Entran los autos bajo los húmedos mechones de lapachos.

Atrás cierra las alas un portón de hierro.

La muerte quiere entrar, el portero se opone.

Hay hojas de otoño detrás de los abrigos,

mares ocultos en los ojos felices.

El viento de las hadas va encendiendo los rostros,

semejanzas como un bien de familia

y la fiesta comienza:

fuegos de artificios,

cascadas fulgurantes,

años que explotan en el aire.

Una limusina cruza el parque.

Ella, ajena, baja sonriendo,

se arregla el vestido con el destello de una mariposa.

Las botellas de champagne convergen en una balacera.
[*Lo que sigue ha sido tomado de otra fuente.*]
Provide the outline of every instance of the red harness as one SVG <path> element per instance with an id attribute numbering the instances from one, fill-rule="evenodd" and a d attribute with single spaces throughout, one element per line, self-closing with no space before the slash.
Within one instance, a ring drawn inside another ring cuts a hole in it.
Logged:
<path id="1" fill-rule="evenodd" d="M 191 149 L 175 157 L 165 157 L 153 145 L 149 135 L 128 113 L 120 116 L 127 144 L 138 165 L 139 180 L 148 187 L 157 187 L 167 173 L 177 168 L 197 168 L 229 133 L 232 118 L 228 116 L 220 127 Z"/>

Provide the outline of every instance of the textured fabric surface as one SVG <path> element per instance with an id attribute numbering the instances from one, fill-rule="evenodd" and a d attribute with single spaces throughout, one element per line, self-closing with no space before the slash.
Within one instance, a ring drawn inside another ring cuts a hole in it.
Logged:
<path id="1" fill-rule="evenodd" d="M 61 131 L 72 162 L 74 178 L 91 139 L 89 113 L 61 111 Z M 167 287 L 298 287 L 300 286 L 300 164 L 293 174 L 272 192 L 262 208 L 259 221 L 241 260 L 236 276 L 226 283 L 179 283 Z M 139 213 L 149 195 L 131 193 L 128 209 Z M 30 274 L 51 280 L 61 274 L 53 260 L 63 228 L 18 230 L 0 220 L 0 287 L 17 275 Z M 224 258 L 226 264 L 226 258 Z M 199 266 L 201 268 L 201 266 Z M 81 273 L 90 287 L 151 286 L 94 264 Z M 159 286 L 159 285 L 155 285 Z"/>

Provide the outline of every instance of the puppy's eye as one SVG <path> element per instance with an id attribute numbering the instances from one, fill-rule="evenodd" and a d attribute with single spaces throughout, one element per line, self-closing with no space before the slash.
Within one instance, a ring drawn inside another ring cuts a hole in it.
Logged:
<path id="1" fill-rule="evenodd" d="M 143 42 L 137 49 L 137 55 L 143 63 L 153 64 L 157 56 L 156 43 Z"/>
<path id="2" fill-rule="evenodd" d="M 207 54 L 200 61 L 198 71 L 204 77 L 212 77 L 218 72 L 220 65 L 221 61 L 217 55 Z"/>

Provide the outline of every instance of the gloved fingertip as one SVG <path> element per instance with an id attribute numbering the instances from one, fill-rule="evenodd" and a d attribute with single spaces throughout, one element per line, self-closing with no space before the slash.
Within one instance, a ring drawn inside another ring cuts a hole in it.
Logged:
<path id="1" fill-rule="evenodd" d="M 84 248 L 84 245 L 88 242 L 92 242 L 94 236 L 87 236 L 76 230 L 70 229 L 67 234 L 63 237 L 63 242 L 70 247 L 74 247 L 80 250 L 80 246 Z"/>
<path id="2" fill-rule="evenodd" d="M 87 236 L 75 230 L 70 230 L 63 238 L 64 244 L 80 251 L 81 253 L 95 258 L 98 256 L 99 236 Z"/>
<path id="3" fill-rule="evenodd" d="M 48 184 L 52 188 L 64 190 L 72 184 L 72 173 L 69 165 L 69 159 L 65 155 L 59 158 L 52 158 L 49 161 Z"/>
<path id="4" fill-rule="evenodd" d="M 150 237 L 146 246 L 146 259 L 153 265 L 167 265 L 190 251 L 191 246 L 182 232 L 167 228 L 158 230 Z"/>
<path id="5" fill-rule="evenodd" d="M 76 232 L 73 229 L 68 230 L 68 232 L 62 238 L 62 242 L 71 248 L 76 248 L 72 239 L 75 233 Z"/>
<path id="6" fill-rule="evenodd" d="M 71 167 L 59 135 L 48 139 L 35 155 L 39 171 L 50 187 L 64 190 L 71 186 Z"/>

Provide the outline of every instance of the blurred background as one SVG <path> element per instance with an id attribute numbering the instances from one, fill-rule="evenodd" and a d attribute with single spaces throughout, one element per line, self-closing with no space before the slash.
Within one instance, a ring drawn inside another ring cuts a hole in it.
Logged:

La muerte siente los corchos clavándose en el pecho.

El pie pide tregua.

El paso pasa y lo mira.

El pie está anclado

y no quiere o no puede

otro movimiento que la inercia.

El paso pasa y lo mira,

hace fuerza,

guiña un ojo,

trastabilla.

La tierra no está ahí cuando el pie pisa.

El paso pasa.

y es como si fuera a habitar un secreto.

Con unos garabatos hice la cena.

De una canción vieja, una vela roja.

Sacamos la basura, apagamos las luces.

Ahora soy la chica que está sobre tu piano.

Hace siete siglos y algunas plumas la casa del tordo fue incendiada en una guerra de halcones contra jotes y desde entonces deja sus huevos por ejemplo al estable hornero que ama con amor de madre y le leudan los pichones como ternura entre las hojas.